After getting suitable results, we built a P43+ovastacin cassette with which we wanted to produce ovastacin to get our recombinant protein for further assays to check the functionality of the protein via our experiments . We carried out the cloning procedure using Golden Gate assembly and transformed our plasmid in E coli NEB10𝛃. Then we performed a colony PCR with the transformants, however we couldn’t get suitable transformants as we suspected there might be experimental errors during cloning or transformation. We are troubleshooting this experiment further. 

1.4 Learn: 

Protease production is required at least for a week's interval taking into account three days pre and post-ovulation which is usually considered as the fertile window. Progesterone levels rise after ovulation, hence ovastacin production takes longer than the assumption taken while designing. This is why the above system needed to be modified such that ZP2 can be hardened in time [15]. 

Iteration 2: 

2.1 Design:

From what we learned it was clear that progesterone induction would not be able to regulate ovastacin properly. Hence another inducible system based on estrogen might work but still, estrogen surge comes twice which would lead to a tightly regulated inducible system. If no suitable system is found, alternatively, the effect of progesterone could be changed to repressible in order to regulate ovastacin.

2.2 Build: 

Estrogen biosensors had been worked upon in the past by Team: Carnegie_Mellon in iGEM 2015 [12]. It was designed using the fusion of T7 polymerase and estrogen receptor such that T7 polymerase undergoes conformational changes and gets activated inducing gene expression in presence of estrogen. But their results showed that even though the biosensor increases production of the downstream gene in presence of estrogen, there was leaky expression of the gene even in absence of estrogen. This meant that ovastacin production would just get upregulated with an increase in estrogen level, which would not act as a perfect regulatory system in our design.

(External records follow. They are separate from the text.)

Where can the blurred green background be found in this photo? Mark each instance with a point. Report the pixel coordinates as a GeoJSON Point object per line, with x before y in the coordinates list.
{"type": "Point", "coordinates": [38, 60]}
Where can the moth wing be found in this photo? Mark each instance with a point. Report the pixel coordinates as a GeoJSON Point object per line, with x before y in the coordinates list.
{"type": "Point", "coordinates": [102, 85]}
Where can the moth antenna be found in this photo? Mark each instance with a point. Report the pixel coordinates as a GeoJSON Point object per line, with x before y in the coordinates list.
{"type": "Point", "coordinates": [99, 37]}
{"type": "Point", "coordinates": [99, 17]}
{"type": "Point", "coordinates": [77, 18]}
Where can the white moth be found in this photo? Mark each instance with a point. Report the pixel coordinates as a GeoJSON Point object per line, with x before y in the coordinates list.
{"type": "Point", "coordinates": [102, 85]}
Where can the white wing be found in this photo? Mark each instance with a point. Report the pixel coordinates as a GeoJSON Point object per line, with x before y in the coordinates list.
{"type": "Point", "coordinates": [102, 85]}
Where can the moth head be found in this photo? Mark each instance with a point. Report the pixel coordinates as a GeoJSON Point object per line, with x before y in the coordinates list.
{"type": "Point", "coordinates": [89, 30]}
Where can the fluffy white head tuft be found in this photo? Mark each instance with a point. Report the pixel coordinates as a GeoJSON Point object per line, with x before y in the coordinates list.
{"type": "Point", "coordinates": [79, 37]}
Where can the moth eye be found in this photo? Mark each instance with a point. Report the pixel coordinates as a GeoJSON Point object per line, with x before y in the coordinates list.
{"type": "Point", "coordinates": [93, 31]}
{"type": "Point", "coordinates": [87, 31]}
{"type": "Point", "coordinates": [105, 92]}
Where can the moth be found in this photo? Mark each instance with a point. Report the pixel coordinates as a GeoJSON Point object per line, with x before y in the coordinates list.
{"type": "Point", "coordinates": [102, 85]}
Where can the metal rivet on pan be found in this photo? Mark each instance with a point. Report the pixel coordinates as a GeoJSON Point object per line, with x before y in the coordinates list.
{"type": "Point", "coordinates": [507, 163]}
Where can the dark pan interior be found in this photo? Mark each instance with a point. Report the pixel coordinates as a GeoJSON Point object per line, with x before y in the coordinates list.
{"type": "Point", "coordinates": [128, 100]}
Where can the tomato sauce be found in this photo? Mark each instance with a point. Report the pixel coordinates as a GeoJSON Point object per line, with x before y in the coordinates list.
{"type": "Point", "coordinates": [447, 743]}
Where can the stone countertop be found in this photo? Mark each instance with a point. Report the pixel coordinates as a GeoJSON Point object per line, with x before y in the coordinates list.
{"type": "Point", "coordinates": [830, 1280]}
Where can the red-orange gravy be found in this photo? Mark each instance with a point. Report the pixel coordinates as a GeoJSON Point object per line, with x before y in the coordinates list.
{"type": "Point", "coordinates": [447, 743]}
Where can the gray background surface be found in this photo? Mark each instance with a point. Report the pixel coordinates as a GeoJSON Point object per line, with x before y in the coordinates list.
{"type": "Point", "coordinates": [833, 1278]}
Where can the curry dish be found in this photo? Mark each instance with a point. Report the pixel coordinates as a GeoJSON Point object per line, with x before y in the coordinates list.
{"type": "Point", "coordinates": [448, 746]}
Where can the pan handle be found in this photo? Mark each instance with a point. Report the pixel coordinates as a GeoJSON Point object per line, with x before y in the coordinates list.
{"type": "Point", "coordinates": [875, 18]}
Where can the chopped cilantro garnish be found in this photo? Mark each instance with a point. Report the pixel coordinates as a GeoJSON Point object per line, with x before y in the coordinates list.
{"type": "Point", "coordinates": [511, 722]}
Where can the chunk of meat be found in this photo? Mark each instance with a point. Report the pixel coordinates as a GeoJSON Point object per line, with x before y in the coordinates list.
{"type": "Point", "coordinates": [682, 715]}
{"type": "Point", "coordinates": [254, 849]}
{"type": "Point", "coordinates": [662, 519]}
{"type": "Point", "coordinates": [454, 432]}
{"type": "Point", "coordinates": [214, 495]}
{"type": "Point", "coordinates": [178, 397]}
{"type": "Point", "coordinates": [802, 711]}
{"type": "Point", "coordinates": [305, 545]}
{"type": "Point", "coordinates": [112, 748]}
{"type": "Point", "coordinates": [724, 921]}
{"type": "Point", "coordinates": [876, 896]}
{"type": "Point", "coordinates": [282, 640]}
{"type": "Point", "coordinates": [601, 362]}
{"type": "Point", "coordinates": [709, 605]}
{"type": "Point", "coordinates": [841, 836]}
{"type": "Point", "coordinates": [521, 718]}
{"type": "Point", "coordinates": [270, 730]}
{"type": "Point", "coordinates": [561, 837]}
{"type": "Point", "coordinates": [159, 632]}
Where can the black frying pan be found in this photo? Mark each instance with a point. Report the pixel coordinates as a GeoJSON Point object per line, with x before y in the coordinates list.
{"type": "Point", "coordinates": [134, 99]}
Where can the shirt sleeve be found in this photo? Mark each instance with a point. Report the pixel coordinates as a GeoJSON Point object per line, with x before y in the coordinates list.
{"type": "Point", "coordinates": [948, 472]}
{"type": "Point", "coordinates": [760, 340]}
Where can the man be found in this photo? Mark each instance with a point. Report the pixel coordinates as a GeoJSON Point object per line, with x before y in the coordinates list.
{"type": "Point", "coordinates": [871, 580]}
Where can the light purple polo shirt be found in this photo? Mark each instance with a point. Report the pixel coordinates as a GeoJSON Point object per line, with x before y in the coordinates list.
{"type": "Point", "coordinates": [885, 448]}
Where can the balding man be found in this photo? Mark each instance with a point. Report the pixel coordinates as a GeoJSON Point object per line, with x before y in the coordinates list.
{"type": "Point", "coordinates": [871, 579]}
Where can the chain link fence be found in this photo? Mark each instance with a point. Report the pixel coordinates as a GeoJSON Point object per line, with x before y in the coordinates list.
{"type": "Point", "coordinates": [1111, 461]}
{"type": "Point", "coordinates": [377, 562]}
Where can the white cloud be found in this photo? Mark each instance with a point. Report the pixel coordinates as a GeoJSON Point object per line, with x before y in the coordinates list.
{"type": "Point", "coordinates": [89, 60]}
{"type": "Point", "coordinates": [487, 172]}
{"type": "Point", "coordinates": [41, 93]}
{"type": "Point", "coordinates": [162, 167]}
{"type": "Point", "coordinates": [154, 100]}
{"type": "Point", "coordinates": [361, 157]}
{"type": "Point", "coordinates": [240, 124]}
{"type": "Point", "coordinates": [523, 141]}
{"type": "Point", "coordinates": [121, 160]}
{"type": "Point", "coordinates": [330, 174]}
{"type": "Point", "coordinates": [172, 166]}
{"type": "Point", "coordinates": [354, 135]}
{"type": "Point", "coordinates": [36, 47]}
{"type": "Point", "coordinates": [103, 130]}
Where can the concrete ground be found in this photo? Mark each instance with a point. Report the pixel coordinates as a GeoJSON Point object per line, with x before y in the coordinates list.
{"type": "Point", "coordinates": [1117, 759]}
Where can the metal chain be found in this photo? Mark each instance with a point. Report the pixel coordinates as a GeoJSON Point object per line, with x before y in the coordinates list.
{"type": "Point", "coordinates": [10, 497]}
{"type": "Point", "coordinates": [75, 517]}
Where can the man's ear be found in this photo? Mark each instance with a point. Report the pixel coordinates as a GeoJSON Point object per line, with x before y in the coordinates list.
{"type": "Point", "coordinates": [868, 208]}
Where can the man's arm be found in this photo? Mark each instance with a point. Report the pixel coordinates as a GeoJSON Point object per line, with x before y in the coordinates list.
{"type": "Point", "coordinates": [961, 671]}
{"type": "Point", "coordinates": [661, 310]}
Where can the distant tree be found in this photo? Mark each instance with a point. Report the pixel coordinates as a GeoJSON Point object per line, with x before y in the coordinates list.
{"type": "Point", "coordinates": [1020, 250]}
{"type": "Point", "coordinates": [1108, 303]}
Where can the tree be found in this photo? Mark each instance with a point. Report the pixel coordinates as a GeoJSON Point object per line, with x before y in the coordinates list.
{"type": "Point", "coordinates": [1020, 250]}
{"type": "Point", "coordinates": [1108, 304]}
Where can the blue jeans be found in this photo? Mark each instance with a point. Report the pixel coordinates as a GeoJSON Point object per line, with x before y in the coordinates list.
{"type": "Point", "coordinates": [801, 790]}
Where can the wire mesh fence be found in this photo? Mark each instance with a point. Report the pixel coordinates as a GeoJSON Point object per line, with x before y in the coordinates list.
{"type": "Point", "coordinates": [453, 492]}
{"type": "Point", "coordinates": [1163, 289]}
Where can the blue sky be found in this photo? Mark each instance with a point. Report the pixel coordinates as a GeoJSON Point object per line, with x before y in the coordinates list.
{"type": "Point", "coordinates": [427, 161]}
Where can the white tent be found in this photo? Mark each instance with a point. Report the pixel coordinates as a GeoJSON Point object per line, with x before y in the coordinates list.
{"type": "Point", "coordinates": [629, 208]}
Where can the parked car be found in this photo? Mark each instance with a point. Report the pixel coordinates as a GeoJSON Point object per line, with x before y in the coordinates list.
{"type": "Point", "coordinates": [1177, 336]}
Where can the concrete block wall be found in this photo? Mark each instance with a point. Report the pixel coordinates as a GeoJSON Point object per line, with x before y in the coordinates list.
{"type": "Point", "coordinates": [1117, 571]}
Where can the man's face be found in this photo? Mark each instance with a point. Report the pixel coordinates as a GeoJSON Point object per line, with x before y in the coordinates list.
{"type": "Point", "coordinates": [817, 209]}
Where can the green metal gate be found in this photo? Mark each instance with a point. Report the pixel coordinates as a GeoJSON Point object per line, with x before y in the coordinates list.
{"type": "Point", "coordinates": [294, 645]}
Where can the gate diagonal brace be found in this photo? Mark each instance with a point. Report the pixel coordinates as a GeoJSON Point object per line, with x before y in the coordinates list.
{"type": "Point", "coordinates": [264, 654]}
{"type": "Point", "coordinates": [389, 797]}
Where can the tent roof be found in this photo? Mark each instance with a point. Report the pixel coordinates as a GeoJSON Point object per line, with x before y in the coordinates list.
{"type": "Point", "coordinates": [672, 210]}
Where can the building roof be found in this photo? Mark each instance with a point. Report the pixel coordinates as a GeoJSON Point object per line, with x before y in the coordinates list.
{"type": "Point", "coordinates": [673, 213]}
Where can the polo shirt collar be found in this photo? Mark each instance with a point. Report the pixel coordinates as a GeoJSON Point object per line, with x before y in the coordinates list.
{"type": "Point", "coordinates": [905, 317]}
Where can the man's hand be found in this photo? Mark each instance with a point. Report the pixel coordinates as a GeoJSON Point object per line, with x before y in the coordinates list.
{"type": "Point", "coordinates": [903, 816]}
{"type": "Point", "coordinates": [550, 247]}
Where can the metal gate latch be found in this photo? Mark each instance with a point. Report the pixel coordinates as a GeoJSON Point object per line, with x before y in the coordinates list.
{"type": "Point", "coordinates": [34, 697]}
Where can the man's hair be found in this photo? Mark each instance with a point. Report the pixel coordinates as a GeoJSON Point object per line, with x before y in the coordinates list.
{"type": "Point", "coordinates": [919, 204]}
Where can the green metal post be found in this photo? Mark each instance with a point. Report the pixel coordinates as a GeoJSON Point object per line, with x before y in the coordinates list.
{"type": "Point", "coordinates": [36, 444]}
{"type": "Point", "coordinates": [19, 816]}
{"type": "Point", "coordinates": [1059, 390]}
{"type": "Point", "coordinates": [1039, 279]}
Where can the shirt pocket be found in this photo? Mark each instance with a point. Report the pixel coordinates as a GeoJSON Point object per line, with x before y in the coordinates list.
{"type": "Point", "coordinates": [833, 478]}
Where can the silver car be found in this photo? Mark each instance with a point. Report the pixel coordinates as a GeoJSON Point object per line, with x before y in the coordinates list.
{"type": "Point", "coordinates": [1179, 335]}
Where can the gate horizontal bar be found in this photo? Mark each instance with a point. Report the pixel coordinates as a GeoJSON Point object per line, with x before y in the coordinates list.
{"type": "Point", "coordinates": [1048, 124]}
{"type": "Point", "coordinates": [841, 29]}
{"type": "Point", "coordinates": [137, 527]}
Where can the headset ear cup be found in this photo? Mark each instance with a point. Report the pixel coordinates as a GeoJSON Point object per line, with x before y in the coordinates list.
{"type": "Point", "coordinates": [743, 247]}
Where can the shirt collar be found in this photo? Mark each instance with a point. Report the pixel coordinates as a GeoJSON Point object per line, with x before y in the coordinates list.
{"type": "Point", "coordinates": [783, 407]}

Unable to find a well-characterized and sensitive estrogen biosensor that could regulate ovastacin production, the circuit was modified with the help of a P22 repressor to make it an inhibitory circuit as shown below:

Working of the genetic circuit for ovastacin production and hormone sensing.

Now, this system can regulate ovastacin to be present during the fertile period since ovastacin is now negatively regulated by progesterone due to indirect interference.

2.3 Test: 

The main focus was to get enough expression of ovastacin before ovulation so that it can harden the zona pellucida. This newly constructed genetic circuit was studied, and equations of production were written. While doing so, an inhibitor of ovastacin known as fetuin B was also considered. Fetuin B is known to act as an antagonist inhibitor of ovastacin in order to prevent pre-fertilization hardening of the ovum due to leakage of ovastacin from the cortical granules [16]. On considering these factors and progesterone variation the following graph was obtained. 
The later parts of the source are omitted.